Francisco García, responsable de Asaja, ha denunciado las dificultades que tiene ser ganadero en Madrid no solamente por los precios bajos en este momento del vacuno y el mayor coste de las materias primas. "Va a ser necesaria una ley que, además de proteger a los lobos, proteja a los ganaderos como una especie a extinguir".

La jornada ha transcurrido sin incidentes. La Policía Nacional acordonó en todo momento la zona y según los agentes no llegó al medio millar de asistentes. Tras la lectura del manifiesto, los productores cortaron el Paseo de la Infanta Isabel a la altura del ministerio (junto a Atocha), sin que hubiera ningún altercado entre manifestantes y las fuerzas de seguridad.

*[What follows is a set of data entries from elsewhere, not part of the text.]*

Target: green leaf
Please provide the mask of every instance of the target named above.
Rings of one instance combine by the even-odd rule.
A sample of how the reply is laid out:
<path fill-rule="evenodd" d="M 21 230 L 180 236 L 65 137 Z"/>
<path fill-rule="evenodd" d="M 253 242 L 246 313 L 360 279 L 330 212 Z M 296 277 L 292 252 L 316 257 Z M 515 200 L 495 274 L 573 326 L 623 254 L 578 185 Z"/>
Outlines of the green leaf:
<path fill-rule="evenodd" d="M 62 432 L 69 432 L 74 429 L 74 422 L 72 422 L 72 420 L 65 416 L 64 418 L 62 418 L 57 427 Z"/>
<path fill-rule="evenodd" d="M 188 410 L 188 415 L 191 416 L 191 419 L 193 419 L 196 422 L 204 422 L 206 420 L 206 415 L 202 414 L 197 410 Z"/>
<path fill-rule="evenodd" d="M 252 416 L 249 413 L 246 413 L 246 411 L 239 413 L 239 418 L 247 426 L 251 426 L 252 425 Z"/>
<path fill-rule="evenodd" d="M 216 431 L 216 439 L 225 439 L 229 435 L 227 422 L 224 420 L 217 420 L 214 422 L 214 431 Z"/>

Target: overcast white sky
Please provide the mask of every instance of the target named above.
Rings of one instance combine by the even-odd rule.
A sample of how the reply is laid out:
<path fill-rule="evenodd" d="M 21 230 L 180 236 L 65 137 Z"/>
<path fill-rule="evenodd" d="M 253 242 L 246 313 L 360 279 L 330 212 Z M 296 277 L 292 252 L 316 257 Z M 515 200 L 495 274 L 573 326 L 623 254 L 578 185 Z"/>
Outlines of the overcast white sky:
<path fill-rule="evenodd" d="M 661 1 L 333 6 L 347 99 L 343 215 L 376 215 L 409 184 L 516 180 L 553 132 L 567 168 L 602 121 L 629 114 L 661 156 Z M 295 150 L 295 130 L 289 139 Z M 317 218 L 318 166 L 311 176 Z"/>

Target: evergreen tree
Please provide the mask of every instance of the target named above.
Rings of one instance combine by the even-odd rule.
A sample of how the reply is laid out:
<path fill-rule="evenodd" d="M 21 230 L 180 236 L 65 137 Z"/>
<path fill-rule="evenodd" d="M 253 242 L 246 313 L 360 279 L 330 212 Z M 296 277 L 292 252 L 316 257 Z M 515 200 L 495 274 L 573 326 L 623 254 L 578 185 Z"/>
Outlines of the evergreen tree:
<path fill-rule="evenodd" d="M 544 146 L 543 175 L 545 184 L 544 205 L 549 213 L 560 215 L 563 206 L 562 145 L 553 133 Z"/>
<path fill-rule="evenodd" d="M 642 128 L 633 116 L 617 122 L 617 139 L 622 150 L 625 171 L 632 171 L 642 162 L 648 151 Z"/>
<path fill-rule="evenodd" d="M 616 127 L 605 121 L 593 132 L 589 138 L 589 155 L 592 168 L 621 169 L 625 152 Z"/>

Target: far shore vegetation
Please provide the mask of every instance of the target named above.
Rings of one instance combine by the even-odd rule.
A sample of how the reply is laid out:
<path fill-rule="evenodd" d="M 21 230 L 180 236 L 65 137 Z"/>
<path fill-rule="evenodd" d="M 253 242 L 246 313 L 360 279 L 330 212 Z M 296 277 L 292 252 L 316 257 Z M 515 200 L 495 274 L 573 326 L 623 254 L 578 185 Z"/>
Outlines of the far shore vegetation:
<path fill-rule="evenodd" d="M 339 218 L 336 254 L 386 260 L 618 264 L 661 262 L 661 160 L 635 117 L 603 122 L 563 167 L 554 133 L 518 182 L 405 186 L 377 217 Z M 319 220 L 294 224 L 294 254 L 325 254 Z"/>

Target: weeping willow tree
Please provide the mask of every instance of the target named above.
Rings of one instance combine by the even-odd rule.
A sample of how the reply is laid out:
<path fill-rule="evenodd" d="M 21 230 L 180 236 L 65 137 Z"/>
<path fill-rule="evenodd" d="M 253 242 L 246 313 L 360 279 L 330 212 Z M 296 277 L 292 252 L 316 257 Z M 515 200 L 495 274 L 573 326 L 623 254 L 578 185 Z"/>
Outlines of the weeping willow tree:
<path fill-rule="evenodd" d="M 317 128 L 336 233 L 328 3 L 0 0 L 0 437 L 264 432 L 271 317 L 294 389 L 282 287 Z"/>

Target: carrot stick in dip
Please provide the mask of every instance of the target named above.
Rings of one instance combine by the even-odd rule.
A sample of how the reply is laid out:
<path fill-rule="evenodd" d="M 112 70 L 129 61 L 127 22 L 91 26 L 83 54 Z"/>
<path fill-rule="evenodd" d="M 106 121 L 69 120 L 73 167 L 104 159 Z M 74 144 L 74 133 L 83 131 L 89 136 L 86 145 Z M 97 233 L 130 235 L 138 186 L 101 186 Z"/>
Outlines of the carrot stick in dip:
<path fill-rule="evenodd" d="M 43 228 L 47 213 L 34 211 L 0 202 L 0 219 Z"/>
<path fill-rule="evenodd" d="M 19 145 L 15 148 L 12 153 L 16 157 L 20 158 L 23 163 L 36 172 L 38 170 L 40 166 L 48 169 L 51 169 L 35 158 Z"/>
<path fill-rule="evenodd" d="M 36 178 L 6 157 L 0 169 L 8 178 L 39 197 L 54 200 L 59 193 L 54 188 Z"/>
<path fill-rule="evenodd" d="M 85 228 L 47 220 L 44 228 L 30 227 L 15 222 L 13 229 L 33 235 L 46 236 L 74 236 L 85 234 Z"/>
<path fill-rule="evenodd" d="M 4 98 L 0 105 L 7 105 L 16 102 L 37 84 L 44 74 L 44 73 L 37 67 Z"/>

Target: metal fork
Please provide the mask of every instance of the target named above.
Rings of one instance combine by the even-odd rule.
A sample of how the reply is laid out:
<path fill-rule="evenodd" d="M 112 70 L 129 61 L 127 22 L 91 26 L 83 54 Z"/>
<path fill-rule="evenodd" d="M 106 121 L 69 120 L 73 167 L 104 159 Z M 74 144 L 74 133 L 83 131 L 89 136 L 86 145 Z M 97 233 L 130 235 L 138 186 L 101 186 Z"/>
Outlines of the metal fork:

El campo madrileño existe, de momento

José Brunete resalta con orgullo su cultivo garbancero de Quijorna, esencial para elaborar los cocidos típicos de Madrid. Este miércoles ha abandonado por un día su cosecha y ha cambiado tractor y azada por pancartas y proclamas con las que, junto a centenares de trabajadores del campo, se ha presentado frente al Ministerio de Agricultura: “Sube el gasoil, la luz, los nitratos, los productos fitosanitarios...Unos costes que solo nos repercuten a los productores, el eslabón más débil de la cadena alimentaria”, explica el agricultor.

Hastiado de las grandes distribuidoras de alimentación y los precios que les fijan los intermediarios ha montado una cooperativa para salir del paso: “Las grandes cadenas te torean. Si intentas subir el precio de tu cosecha, se la traen de México o Canadá, donde pagan menos costes que nosotros, que ofrecemos un producto más sano y regulado”, añade Brunete. Resume su petición en una frase: “Solo queremos poder vivir de nuestro trabajo”.

Junto a Brunete, Mariano González sostiene una pancarta en defensa de los agricultores de Madrid. Tiene 73 años y lleva desde los diez dedicado a la labranza en una de las pocas explotaciones que aún quedan en Fuenlabrada, junto al campus de la Universidad Rey Juan Carlos. Su rostro, curtido por el sol, se mantiene impasible a los pitidos, silbidos y repiques de cencerros que inundan durante la mañana la puerta del ministerio. Su expresión se quebraba, en cambio, al hablar de los precios por los que tiene que “malvender” sus verduras: “Apenas nos pagan 35 céntimos el kilo de acelgas. Luego lo vemos a dos euros en el supermercado. Si esto sigue así, los agricultores vamos a desaparecer”, critica González.

Jacinta Martín, de Villarejo de Salvanés, se ha vuelto una estudiosa de las relaciones internacionales a sus 70 años. No le ha quedado otra, ya que tanto su marido como ella dependen de los ingresos de sus olivares y uvas, dos productos golpeados por los aranceles impuestos por EE UU. Se conoce al dedillo los problemas que sacuden al sector, hasta el punto de casi perder el aliento enumerándolos. “La PAC, además, está muy mal negociada”, destaca Martín, que teme que las ayudas se recorten más ante un Gobierno “que se ha olvidado del campo” y al que no duda en lanzar una advertencia: “Si el campo no produce, la ciudad no come”.